Research Papers

Automated Licence Plate Recognition (ALPR) Prolific Prohibited Driver Program in BC

Version 1
Date added June 18, 2019
Downloaded 0 times/fois
Category 2019 CARSP XXIX Calgary
Tags Policy and Practice, Session 1C
Author/Auteur Aroutiounian,
Stream/Volet Policy and Practice

Slidedeck Presentation Only:

1C_Aroutiounian

Abstract:

Background/Context: The deployment of Automated Licence Plate Recognition (ALPR) technology in police vehicles for traffic enforcement has been in use in BC since 2006. ALPR helps make BC roads safer by rapidly identifying licence plates associated with stolen vehicles, prohibited and suspended drivers, unlicensed drivers, uninsured vehicles, stolen vehicles and vehicles linked to persons subject to a Criminal Code of Canada arrest warrant.

ALPR consists of cameras mounted in or on police vehicles to capture images of vehicle licence plates and instantly check the licence plates against a secure police database. When a scanned licence plate matches a licence plate in the police database, the system issues an alarm indicating a hit; this confirms that the licence plate is associated with someone wanted by police, suspended/prohibited from driving, driving without insurance, and/or driving without a licence. When the hit is confirmed the officer will respond, if appropriate to do so.
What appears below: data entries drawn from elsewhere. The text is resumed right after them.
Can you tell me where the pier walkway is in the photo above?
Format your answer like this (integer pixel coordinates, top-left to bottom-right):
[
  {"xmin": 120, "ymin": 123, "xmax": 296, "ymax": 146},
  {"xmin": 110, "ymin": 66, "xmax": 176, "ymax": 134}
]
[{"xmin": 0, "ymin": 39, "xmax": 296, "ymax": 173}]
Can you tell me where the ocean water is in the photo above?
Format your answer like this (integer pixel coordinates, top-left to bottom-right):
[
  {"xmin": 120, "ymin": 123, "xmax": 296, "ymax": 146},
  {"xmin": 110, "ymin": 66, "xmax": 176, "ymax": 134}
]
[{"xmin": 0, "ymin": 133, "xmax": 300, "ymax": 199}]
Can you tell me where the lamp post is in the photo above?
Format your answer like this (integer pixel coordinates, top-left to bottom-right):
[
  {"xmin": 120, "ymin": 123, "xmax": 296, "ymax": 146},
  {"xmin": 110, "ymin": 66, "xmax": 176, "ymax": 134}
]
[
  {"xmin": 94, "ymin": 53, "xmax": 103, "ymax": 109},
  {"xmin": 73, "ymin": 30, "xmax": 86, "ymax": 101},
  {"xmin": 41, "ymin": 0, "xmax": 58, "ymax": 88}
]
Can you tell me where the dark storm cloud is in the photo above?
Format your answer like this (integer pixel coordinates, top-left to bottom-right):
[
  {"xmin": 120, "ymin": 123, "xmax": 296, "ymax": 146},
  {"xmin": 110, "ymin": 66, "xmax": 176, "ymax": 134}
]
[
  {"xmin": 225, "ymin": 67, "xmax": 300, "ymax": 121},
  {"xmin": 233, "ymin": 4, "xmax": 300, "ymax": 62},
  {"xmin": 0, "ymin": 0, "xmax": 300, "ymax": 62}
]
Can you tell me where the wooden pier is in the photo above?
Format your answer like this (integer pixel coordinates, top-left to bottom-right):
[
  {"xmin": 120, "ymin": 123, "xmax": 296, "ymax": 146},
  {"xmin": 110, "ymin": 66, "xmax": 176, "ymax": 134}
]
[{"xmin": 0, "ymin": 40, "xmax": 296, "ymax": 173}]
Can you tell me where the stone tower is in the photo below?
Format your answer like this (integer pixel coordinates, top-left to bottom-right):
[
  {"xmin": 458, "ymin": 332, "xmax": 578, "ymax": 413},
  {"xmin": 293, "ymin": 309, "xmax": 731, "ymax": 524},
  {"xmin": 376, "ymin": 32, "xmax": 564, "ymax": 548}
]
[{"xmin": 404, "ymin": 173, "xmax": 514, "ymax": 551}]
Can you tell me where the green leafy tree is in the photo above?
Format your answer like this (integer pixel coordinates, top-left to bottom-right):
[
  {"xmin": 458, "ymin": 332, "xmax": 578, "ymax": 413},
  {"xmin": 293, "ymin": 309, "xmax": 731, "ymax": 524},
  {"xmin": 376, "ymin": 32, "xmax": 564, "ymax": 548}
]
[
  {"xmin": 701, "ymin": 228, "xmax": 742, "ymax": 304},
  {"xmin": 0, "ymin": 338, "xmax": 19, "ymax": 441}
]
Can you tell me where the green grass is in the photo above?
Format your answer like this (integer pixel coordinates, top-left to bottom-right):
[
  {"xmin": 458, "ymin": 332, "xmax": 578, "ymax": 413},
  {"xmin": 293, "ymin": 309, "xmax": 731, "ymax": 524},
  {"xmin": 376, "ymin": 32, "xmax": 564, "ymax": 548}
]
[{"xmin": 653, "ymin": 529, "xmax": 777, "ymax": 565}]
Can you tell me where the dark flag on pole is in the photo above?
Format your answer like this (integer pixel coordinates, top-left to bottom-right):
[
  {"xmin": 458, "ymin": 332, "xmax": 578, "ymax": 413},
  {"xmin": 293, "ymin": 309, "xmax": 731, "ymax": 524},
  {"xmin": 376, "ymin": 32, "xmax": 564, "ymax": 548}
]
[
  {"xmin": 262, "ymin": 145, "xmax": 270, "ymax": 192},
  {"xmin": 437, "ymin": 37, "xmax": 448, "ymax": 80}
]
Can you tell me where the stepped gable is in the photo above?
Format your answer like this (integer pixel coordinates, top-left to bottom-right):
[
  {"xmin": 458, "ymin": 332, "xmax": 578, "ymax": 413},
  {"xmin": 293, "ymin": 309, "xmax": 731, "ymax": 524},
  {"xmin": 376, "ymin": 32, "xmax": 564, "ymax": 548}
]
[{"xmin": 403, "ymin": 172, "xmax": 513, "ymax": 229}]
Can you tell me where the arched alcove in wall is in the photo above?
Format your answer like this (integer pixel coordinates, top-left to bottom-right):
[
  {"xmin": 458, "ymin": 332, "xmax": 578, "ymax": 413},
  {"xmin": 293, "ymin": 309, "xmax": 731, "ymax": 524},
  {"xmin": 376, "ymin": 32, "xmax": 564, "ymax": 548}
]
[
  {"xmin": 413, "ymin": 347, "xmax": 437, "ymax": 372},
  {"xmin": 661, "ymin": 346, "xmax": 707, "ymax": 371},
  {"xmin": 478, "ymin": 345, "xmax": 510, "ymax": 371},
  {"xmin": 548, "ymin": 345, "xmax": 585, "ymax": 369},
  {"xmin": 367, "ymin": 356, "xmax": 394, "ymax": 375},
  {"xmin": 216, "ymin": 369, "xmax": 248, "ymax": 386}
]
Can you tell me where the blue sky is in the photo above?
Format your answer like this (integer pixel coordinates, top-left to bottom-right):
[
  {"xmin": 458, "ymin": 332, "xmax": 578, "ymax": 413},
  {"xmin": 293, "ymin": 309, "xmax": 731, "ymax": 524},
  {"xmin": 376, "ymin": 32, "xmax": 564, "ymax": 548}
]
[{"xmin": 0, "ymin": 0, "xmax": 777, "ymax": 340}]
It has been well established in overall literature that prohibited drivers are over-represented in motor vehicle collisions. There are over 2,500 prohibited drivers in the Greater Vancouver area and many of them have multiple negative contacts with police beyond traffic offences. Criminals will continue to drive regardless if they are prohibited. In 2016, RCMP  Division Traffic Services conducted a specialized nine-week Prolific Prohibited Driver Pilot Project. The objective of the project was to use ALPR to target prohibited and high risk drivers and remove them from the roadways, making the communities and roads safer.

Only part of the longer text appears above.